Early radar emitter recognition methods are often implemented based on library matching [
35,
36], which is commonly referred to as the emitter library, threat library, radar library, or pre-flight data library. These methods are simple and intuitive, but lack adaptability and struggle to handle unknown signals. With the development of radar systems, radar signals have become increasingly complex, and the phenomenon of parameter overlapping has become more prominent. As a result, some methods attempt to introduce machine learning techniques to further explore signal features to assist in recognition. Ref. [
37] utilizes image processing methods to extract shape features from the time-frequency distribution of radar signals, and performs radar emitter recognition based on these features. Ref. [
38] employs the support vector machine (SVM) and KNN classifier for recognition. Ref. [
39] extracts various new features from the choi-williams distribution (CWD) image and subsequently applies pattern recognition methods for recognition.

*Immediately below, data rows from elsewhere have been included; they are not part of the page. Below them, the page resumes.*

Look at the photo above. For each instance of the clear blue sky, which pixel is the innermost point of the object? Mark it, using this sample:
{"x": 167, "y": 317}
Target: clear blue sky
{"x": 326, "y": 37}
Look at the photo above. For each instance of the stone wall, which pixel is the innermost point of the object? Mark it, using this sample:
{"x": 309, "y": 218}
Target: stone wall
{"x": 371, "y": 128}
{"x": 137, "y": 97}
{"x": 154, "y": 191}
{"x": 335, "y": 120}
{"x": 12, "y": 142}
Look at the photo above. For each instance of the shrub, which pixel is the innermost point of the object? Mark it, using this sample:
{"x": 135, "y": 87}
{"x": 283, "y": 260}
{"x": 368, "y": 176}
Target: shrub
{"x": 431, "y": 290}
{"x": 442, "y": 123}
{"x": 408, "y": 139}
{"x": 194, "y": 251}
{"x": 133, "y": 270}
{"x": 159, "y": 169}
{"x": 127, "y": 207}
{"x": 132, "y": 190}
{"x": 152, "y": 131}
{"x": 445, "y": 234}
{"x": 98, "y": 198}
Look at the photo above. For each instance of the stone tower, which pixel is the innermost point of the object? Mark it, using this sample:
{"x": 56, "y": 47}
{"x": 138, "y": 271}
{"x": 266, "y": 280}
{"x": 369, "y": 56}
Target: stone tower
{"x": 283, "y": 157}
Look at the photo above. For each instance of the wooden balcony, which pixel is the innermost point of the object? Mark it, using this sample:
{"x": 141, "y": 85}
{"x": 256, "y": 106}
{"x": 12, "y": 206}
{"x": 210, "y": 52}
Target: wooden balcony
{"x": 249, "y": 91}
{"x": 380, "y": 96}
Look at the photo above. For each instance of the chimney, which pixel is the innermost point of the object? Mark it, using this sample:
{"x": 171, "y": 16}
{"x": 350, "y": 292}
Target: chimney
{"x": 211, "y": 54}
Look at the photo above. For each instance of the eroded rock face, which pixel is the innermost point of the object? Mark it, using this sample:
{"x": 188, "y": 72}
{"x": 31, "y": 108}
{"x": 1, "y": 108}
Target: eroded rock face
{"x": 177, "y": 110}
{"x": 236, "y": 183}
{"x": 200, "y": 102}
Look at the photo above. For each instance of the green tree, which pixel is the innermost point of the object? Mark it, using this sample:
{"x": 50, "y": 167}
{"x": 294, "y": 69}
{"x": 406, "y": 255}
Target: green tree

With the rapid development of deep learning, deep neural networks (DNNs) have demonstrated increasingly powerful capabilities in feature extraction. Some approaches introduce DNNs to extract high dimensional features from raw signals, further improving recognition performance. Ref. [
40] converts PW, radio frequency (RF), and PRI into 3D images through data preprocessing, and then employs CNNs for recognition. Ref. [
41] maps radar pulses into symbols at different levels, which can be regarded as a form of radar language, and then applies LSTM for recognition. Ref. [
42] introduces an additional projection step on top of the standard DNNs or gated recurrent units (GRUs), significantly enhancing the recognition performance. Ref. [
43] utilizes GRUs to capture waveform features across different dimensions of the pulse streams. An attention mechanism is then applied to fuse features and effectively reduce the impact of noise, thereby improving the robustness of recognition. Ref. [
47] proposes a radar work mode recognition method based on dual-scale feature extraction. It adopts a hybrid architecture combining CNNs and LSTM to effectively explore the temporal characteristics of the signal for improved recognition performance. Ref. [
48] presents a hybrid model that integrates CNNs and transformers. CNNs is employed to extract local features from radar pulse streams, while transformer captures long-term dependencies in the temporal domain, thereby enabling effective recognition of radar work modes.
2.3. Image Object Detection
Image object detection, as one of the fundamental tasks in computer vision, aims to identify and localize all visual objects in the images by predicting their categories and spatial positions. R-CNN [
49] is a classical object detection method, where deep neural network is used to replace handcrafted feature extraction and significantly improves the representation of semantic features from region proposals. To avoid redundant feature computation caused by overlapping region proposals, subsequent methods such as SPP-Net [
50], Fast R-CNN [
51], and Faster R-CNN [
52] are proposed, bringing substantial improvements in both speed and performance. Following this, a series of improvements based on Faster R-CNN are developed, including FPN [
53] and Cascade R-CNN [
54]. These methods typically define a set of anchor boxes, i.e., some rectangular frames at various scales, and then predict categories and location offsets of objects based on the image features within the anchor boxes.
However, some methods eliminate the setting of anchor boxes and directly predict categories and locations. For example, YOLO series methods [
55,
56,
57,
58] make direct predictions based on grid cells in the feature maps, significantly enhancing detection efficiency. SSD [
59] improves detection performance across objects of different sizes by leveraging multi-scale feature pyramids.